Watching Ryan Zimmerman Homer Is Difficult For Mets Fans

In some ways, the careers of David Wright and Ryan Zimmerman are intertwined. It’s been that way since they were teenagers playing for the same AAU team in the Chesapeake Valley.

Both would be first round draft picks of their respective National League East franchises. They’d become cornerstone Gold Glove winning All-Star third basemen.

The comparisons would go further as both hit the first ever homer for their team in the their new ballparks. We’d also see both players become increasingly injury prone, and in 2016, it looked like the end.

Zimmerman would finally get healthy (relatively speaking), and he’d have a bit of a renaissance starting in 2017. As for Wright, aside from two games at the end of the 2018 season, he was done after the 2016 season.
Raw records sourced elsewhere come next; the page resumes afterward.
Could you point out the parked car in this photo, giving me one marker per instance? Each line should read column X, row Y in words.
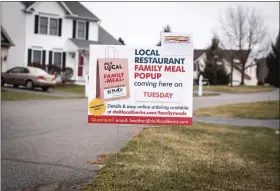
column 205, row 81
column 29, row 77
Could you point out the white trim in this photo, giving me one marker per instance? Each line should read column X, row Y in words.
column 48, row 14
column 32, row 56
column 39, row 25
column 57, row 25
column 48, row 24
column 66, row 7
column 57, row 51
column 31, row 6
column 77, row 29
column 62, row 3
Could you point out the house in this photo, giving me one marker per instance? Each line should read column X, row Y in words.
column 262, row 70
column 6, row 43
column 250, row 77
column 53, row 33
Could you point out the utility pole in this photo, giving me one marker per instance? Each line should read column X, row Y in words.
column 215, row 73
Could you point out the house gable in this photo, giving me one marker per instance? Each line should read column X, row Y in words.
column 5, row 39
column 106, row 38
column 73, row 9
column 48, row 7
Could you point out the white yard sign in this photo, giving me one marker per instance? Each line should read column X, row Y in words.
column 140, row 85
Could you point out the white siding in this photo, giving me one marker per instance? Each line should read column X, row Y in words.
column 93, row 31
column 13, row 21
column 48, row 42
column 4, row 52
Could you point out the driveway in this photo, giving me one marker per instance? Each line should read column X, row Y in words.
column 38, row 91
column 51, row 141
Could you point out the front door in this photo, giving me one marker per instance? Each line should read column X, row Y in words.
column 81, row 66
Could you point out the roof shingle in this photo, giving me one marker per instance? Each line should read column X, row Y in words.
column 75, row 7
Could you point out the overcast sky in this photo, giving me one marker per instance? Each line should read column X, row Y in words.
column 140, row 23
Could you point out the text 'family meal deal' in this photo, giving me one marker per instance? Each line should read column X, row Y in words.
column 139, row 85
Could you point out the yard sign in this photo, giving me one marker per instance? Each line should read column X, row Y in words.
column 142, row 85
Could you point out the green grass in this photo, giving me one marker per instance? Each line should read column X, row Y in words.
column 254, row 110
column 206, row 94
column 20, row 96
column 236, row 89
column 70, row 89
column 198, row 157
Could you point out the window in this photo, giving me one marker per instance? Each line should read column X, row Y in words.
column 43, row 25
column 14, row 70
column 48, row 25
column 53, row 26
column 195, row 66
column 38, row 71
column 23, row 70
column 37, row 56
column 57, row 59
column 81, row 30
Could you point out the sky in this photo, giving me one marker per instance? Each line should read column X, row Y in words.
column 140, row 23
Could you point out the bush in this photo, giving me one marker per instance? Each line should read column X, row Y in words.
column 223, row 78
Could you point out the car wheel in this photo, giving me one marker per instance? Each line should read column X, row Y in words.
column 45, row 88
column 2, row 82
column 29, row 84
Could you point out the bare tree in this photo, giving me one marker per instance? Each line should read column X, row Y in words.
column 166, row 29
column 242, row 29
column 121, row 41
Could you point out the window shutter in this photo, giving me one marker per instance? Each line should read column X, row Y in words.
column 50, row 57
column 63, row 60
column 74, row 29
column 59, row 27
column 87, row 29
column 29, row 55
column 44, row 60
column 36, row 24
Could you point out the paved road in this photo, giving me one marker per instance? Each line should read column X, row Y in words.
column 50, row 141
column 38, row 91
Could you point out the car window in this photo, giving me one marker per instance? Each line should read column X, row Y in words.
column 23, row 71
column 13, row 70
column 38, row 71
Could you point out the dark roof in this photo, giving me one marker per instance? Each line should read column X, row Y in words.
column 7, row 41
column 75, row 7
column 83, row 43
column 78, row 9
column 227, row 55
column 27, row 3
column 106, row 38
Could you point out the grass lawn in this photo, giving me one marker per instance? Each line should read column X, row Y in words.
column 70, row 89
column 254, row 110
column 20, row 96
column 198, row 157
column 206, row 94
column 236, row 89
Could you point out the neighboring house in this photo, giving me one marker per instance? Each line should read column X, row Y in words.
column 53, row 33
column 262, row 70
column 6, row 43
column 250, row 73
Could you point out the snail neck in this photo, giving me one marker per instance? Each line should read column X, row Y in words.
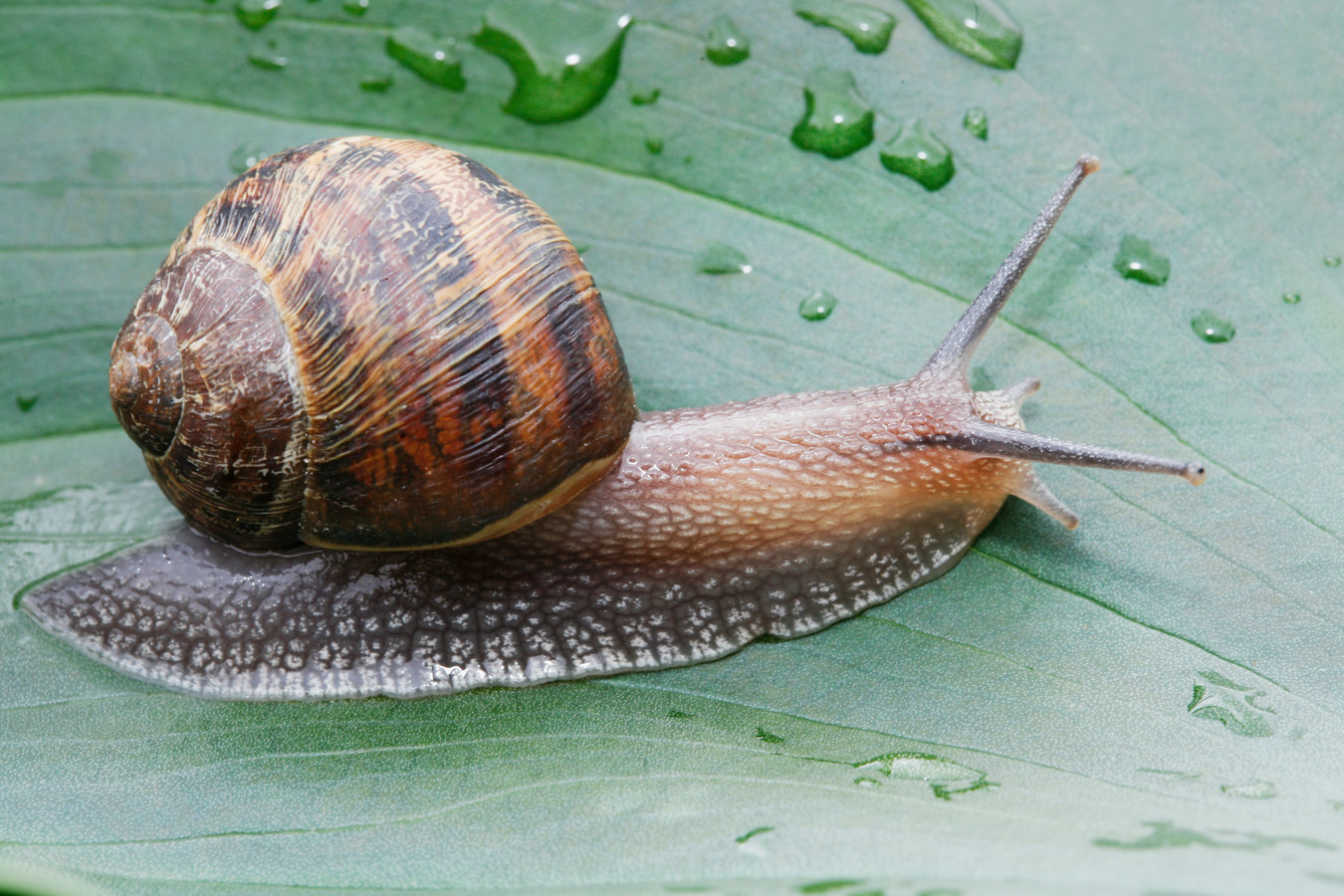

That made the 2015 postseason Wright’s final hurrah. He’d had a big Game 1 of the NLDS against the Dodgers. That, along with Jacob deGrom‘s dominance, set the tone for a series the Mets would win in five winning the clincher at Dodger Stadium.

The Mets followed this by sweeping the Cardinals in the NLCS thereby allowing Wright to have his first and only shot at a World Series. The fates, and his manager, would conspire against him, but he’d still have a moment of glory:

Zimmerman’s postseason path has been eerily similar. The Nationals beat the Dodgers in five games in the NLDS winning the fifth game at Dodger Stadium. They’d then sweep an NL Central team (Cardinals) to win the pennant. Finally, Zimmerman would hit his own World Series homer:

Unfortunately, while the respective careers of Wright and Zimmerman have mirrored each other, there has been some separation beyond Zimmerman being able to continue his career.

The Lerners are all-in in getting a ring. That led to Zimmerman having more postseason shots than Wright. We’d also see Zimmerman’s team not waste a huge game from a young star (Juan Soto) like the Mets did (Michael Conforto).

Finally, tonight, Sean Doolittle did what Jeurys Familia couldn’t do. He saved Game 1 on the road giving the Nationals the lead in the series the Mets never had in 2015.

In the end, that’s what hurts most about Wright’s career. He never got the chances he deserved, and as a result, his career ended without a ring. We shall soon see if that’s the case with Zimmerman.